Despite his absence during the election campaign of 1812, Curtis was regarded as quite safe for the City.
Curtis was one of the committee on and a consistent opponent of revision of the Corn Laws, 1813-15, and acted as teller against considering them in committee, 22 Feb. 1815: he said that the agricultural interest had been sufficiently protected, 17 Feb. On 6 Mar. he presented a monster City petition against them. On 1 May he deprecated (though obliged to act as teller for) another City petition he presented against the renewal of war and wartime taxation, the condemnation of which he had supported in common hall in January. It was rejected by 107 votes to 59. Yielding to public opinion and the evidence of distress, he supported subsequent petitions and was a stern critic of the continuation of the property tax, 13 Feb., 1, 18 Mar. 1816. On the last occasion, the House, ever prone to laugh at Curtis, cheered him. Yet he continued to vote with the majority on civil list questions, 14 Apr., 31 May 1815, 6, 24 May 1816; for the army estimates, 6 and 8 Mar. 1816; and was in the ministerial minority on the public revenue bill, 17 June 1816. On 7 Feb. 1817 he recorded his disapproval of parliamentary reform, but voted against ministers on the composition of the finance committee. He voted with administration against Ridley’s motion for retrenchment at the Admiralty, 25 Feb., and next day, as a member of the ‘secret committee’, he totally disagreed with his constituents in their petition against the suspension of habeas corpus. He refused to believe that the suspension was a threat to liberty and described the Spa Fields riot, during which, owing to his lameness, he had been confined to watching the magistrates’ operations from the Mansion House, as ‘treason and rebellion’ (24 June). In February 1818 Curtis was a querulous defender of the City corporation against Sumner’s allegations of corruption, and not for the first or last time, of his own reputation for honesty. He remained hostile to London petitions against the suspension of habeas corpus, 27 Feb. He favoured the ‘modified arrangement’ for provision for the royal dukes’ marriages, 13, 15 Apr. 1818, having been mustered by Lord Liverpool in support.
In 1818 Curtis, whose opposition to the expressed wishes of his constituents over the habeas corpus suspension had made him unpopular, was defeated in the City election. Nothing daunted, he gave a gala dinner to the Regent, the royal dukes and cabinet ministers. His friends hoped that a quiet seat would be found for him and he refused to become a peer with the style of Lord Tenterden.
far from being the personal friend of the Chief [the Regent] ... is the direct contrary, and ... the mere creature of the present ministry.
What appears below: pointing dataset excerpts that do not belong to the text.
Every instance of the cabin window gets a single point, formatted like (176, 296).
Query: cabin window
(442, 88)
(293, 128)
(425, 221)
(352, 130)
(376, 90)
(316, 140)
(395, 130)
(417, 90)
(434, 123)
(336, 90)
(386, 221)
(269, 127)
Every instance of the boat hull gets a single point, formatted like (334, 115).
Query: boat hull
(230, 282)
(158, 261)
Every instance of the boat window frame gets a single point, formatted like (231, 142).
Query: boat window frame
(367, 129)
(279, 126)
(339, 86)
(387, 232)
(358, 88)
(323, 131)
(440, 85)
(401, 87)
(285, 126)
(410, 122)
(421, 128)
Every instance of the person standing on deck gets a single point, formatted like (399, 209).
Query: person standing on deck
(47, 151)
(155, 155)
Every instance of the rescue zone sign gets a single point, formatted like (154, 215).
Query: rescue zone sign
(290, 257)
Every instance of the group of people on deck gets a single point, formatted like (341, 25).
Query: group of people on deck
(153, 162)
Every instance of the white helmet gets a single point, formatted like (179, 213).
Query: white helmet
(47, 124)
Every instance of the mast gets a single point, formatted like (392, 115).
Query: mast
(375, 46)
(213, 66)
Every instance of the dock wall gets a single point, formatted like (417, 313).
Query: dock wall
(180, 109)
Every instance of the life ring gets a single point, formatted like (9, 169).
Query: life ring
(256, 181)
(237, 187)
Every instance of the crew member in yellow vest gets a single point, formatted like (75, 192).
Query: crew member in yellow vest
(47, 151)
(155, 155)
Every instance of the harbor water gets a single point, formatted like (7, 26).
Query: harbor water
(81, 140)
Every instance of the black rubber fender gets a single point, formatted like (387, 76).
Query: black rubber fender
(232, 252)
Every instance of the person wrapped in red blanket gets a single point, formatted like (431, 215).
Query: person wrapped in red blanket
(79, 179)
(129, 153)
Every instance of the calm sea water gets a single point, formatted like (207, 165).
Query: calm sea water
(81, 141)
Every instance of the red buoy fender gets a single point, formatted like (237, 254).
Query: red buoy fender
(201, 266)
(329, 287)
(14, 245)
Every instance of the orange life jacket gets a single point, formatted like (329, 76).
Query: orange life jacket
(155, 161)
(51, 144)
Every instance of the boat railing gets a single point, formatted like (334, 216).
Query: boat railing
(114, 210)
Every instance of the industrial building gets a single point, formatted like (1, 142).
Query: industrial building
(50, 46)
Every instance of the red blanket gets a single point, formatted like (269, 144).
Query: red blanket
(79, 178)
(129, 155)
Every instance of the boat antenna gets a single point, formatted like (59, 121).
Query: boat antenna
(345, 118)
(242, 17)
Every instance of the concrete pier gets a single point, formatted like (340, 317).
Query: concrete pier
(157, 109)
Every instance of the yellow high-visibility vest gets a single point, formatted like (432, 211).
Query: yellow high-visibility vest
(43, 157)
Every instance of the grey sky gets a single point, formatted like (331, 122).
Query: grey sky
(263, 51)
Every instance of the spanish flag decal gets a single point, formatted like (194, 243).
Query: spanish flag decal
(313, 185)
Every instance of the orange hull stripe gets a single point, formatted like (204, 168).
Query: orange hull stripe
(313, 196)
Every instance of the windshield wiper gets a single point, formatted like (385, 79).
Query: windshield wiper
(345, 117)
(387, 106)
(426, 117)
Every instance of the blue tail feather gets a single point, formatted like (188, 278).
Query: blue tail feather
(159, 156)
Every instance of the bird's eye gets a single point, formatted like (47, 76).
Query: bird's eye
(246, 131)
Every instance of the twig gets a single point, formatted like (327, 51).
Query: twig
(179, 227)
If Lord L[iverpool] desired him tomorrow to vote for turning the Chief out of the R[egenc]y Sir William Curtis would be at the head of the ministers’ list.
He was alleged to have ‘extorted a kind of pledge’ from the Regent ‘at an unguarded moment’.
Farington in 1811 had this to say of Curtis:
He was brought up in the presbyterian line, and retains certain impressions of religion, which in the midst of his jovial proceedings occasionally makes him for a short time serious. He met J. Wells in the street and pressed him to go to a party to dinner. He talked of his way of life and expressed a desire to alter it; and during this conversation shed tears; but he afterwards went to a meeting where, as usual, he took his wine very freely. J. Wells called upon him at a time when he was confined to his bed with fever. A Quaker physician ... admonished him upon the necessity of becoming abstemious and told him he must live upon water gruel, to which he consented. The doctor then recommended to him to abstain from drinking champagne in future. This roused Sir William and he replied, ‘Not so, Doctor. I shall drink champagne whenever I can get it’.
Mrs Arbuthnot thought him ‘clever, intelligent ... full of anecdote and conversation’, but lacking in polish. Curtis died at his house in Ramsgate, 18 Jan. 1829.